OU: Oczywiście możemy mówić o Leonardzie jako założycielu gatunku epistolarnego, ponieważ jego dziedzictwo pisarskie jest rzeczywiście ogromne i ogromne. To około 7000 arkuszy, 120 zeszytów i nie wszystkie z nich są odpowiednio zebrane. Pewnych kodeksów i traktatów oczywiście nie opublikowano zgodnie z intencją autora, jego zwolennicy mogli to wszystko sobie wyobrazić. Leonardo wykonał unikalne szkice z życia codziennego ze względu na swoją dociekliwą naturę. Uważał, że natura jest naszą matką i powinniśmy się od niej uczyć, bo są w niej niezliczone obrazy i podobieństwa. Leonardo uważał, że sposób myślenia malarza jest naśladowany z boskości. W nowoczesnym sensie jest to matryca.

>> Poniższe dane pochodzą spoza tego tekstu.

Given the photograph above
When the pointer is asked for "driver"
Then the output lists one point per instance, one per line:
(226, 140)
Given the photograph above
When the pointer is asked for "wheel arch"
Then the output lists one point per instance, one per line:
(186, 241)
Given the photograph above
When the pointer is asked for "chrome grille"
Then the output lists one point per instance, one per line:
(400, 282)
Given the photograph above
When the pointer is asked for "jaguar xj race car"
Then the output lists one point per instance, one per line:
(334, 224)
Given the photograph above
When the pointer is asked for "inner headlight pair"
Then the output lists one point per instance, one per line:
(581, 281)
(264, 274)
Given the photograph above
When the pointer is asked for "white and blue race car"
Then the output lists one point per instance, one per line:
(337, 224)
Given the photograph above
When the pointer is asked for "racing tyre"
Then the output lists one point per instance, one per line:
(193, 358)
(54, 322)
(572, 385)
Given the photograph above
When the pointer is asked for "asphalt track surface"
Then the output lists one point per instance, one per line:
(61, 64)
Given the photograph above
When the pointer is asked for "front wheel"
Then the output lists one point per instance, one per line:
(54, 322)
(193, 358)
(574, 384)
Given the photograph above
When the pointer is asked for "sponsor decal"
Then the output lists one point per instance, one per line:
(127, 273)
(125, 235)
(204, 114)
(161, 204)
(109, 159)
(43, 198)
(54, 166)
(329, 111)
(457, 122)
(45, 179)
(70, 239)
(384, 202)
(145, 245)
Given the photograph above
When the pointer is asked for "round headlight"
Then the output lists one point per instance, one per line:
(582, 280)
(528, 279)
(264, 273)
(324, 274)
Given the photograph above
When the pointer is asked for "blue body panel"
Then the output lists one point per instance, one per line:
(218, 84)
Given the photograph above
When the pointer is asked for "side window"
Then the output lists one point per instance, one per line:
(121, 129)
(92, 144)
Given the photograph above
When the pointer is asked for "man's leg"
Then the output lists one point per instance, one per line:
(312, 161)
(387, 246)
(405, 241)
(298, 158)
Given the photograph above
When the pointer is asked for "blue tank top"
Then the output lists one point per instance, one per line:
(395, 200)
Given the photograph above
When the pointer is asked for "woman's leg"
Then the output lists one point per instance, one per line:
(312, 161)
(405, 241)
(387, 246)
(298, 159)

M. B.: Okazuje się, że przyrównał się do Boga?

OU: Nie, w żaden sposób. Wręcz przeciwnie, wierzył, że jego dzieła zostały stworzone na boski obraz i podobieństwo. Co więcej, tutaj znowu istnieje szyfrowanie, które jest zrozumiałe dla specjalistów. Te same terminy określają Ciało i Krew Chrystusa w teologii. To samo dzieje się, gdy malarz pracuje, nie jest przypadkiem, że jego notatnik wskazuje, że najbardziej intymne kapliczki są pod drogocennymi zasłonami. A kiedy okładka jest zerwana, ludzie padają na twarz i błagają o utracone zdrowie lub nadzieję na lepsze życie, ponieważ to właśnie na tych obrazach, według Leonarda, najlepiej urzeczywistnia się boski plan.

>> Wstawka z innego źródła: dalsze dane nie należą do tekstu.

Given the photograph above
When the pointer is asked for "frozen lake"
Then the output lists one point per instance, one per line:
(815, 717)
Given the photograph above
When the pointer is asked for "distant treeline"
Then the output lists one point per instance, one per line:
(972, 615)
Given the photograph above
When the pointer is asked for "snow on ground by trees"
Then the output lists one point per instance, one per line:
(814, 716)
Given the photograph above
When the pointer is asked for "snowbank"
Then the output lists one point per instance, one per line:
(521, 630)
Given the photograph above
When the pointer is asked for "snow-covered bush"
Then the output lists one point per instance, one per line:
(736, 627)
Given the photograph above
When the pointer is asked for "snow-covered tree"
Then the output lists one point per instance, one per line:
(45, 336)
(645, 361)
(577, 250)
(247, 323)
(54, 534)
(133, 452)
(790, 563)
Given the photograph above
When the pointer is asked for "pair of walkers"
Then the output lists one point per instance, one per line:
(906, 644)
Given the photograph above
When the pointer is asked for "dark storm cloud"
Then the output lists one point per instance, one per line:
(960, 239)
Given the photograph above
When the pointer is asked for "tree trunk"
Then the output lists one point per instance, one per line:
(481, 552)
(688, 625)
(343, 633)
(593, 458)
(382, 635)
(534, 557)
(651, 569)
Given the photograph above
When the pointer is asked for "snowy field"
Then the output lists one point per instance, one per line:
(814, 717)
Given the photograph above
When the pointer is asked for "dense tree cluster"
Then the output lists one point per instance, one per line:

M. B.: Wspomniałeś o pamiętnikach. Wielu jest zaskoczonych naturą zapisów wykonanych w lustrzanym odbiciu, ale najbardziej zdumiewające jest to, że w swoim dzienniku mistrz zwracał się tylko do „Ciebie”: „Rozkaz, aby ci pokazać”, „Musisz pokazać w swoim utworze”, „Rozkaz do zrobienia dwie torby podróżne”. Zastanawiam się, czy badali to psychiatrzy? W końcu nawet lekarze studiowali jego obrazy.

Image
Image

Zdjęcie: © REUTERS / Pascal Rossignol

OU: Z medycznego punktu widzenia psychiatrzy nie odegrali najlepszej roli, poczynając od pracy Freuda „Świadomość i nieświadomość” z 1906 roku. Wtedy pojawił się pierwszy mit, związany z nieświadomym pociągiem Leonarda da Vinci do swojej płci. Dlatego wzywam wszystkich, aby odeszli od tego, co wolał sam Leonardo da Vinci. Współcześni opisywali go jako osobę o pięknych proporcjach, o przyjemnych rysach, z rozwianymi włosami …

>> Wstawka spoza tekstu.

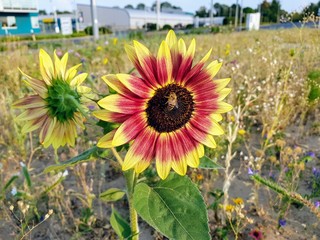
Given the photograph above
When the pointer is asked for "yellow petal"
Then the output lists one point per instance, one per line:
(206, 57)
(163, 168)
(106, 140)
(223, 107)
(213, 68)
(216, 117)
(224, 93)
(221, 83)
(191, 49)
(71, 73)
(171, 39)
(46, 67)
(180, 166)
(78, 79)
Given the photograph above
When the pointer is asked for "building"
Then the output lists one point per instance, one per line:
(125, 19)
(19, 17)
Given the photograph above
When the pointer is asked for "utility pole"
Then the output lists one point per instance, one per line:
(94, 20)
(241, 15)
(236, 15)
(158, 15)
(211, 13)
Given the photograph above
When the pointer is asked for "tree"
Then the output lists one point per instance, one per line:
(247, 10)
(129, 6)
(141, 6)
(42, 12)
(202, 12)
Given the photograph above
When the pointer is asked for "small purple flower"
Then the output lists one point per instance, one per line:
(91, 107)
(311, 154)
(282, 222)
(256, 234)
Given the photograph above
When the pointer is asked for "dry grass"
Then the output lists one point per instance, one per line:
(269, 72)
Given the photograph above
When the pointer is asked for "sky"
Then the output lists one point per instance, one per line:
(186, 5)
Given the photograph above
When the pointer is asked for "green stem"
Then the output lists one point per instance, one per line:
(131, 180)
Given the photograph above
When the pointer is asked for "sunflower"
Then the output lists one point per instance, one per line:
(169, 112)
(56, 108)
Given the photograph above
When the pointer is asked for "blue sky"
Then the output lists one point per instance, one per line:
(187, 5)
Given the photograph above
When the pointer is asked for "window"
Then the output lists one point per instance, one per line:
(8, 22)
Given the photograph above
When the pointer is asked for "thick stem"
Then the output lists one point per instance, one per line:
(131, 179)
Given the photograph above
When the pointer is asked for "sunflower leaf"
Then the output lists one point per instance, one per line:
(173, 207)
(112, 195)
(207, 163)
(120, 225)
(82, 157)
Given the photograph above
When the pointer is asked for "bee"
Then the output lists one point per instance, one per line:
(172, 101)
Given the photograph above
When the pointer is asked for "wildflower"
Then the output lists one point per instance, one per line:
(238, 201)
(282, 222)
(170, 112)
(56, 108)
(311, 154)
(242, 132)
(14, 191)
(229, 208)
(256, 234)
(250, 172)
(105, 61)
(199, 177)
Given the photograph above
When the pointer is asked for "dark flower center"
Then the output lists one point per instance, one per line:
(170, 108)
(62, 101)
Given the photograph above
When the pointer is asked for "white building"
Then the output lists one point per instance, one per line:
(124, 19)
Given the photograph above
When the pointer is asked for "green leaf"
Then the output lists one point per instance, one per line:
(173, 207)
(207, 163)
(11, 180)
(112, 195)
(120, 225)
(26, 175)
(82, 157)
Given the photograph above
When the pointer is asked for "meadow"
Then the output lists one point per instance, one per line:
(268, 185)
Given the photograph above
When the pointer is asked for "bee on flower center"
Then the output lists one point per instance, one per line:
(172, 101)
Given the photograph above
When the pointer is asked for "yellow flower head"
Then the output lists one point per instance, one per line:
(56, 108)
(170, 111)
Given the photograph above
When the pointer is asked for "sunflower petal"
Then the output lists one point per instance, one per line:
(33, 101)
(223, 107)
(120, 104)
(164, 155)
(108, 116)
(213, 68)
(164, 64)
(141, 151)
(171, 39)
(78, 80)
(106, 140)
(46, 66)
(129, 129)
(221, 83)
(135, 85)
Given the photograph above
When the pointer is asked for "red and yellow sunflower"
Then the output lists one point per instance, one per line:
(56, 107)
(170, 112)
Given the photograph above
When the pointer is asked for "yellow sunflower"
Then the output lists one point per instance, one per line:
(56, 108)
(169, 112)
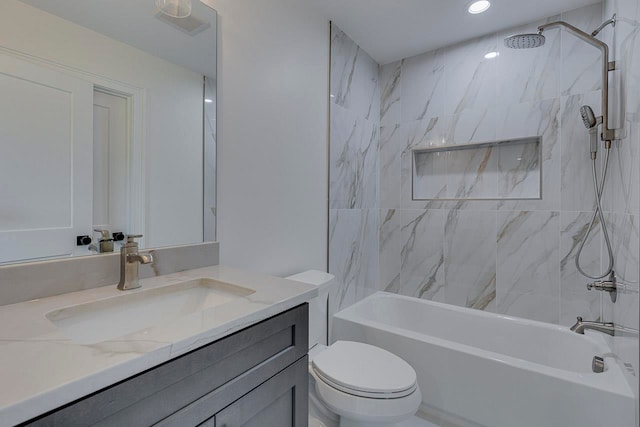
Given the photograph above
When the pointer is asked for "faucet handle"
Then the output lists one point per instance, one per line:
(131, 237)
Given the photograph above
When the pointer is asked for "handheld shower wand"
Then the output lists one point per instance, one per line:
(592, 122)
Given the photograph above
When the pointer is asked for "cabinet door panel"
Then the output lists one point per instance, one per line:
(190, 389)
(279, 402)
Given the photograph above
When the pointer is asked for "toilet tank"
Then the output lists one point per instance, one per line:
(318, 306)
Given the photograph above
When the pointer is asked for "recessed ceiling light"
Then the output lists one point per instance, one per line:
(479, 6)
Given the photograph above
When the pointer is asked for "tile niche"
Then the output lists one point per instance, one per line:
(497, 170)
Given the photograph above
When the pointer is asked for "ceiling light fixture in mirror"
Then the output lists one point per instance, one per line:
(175, 8)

M. B.: Mogę zacytować Vasariego: „W całym jego wyglądzie był taki blask piękna, że na jego widok każda smutna dusza stała się jasna”. Ogólnie mówią o Leonardzie, że był przystojny, pięknie zbudowany, świetnie śpiewał i grał.

Wielu badaczy twierdzi, że człowiek nie może być nawet genialnym inżynierem, rzeźbiarzem, artystą, architektem, projektantem mody, wynalazcą, mechanikiem, chemikiem, filologiem, wróżbitą, piosenkarzem, instrumentalistą i kompozytorem, nawet z siedmioma przęsłami na czole. Czy możesz skreślić coś z tej listy?

OU: Czy możesz sobie wyobrazić, jak interesował się sobą? Postulował, że każdy, kto chce być twórcą, powinien wieść samotne życie, aby jak najlepiej zrozumieć, do czego powołał cię Stwórca. Rzeczywiście, według współczesnych, wszystko w nim odpowiadało greckiemu ideałowi - wszystko było w nim piękne zarówno wewnętrznie, jak i zewnętrznie.

M. B.: Ale skąd on się wziął? Nie mogę w to uwierzyć, bo był nie tylko przystojny, ale także geniuszem w ogromnej liście rzeczy. Wydaje mi się, że to nie może być prawda.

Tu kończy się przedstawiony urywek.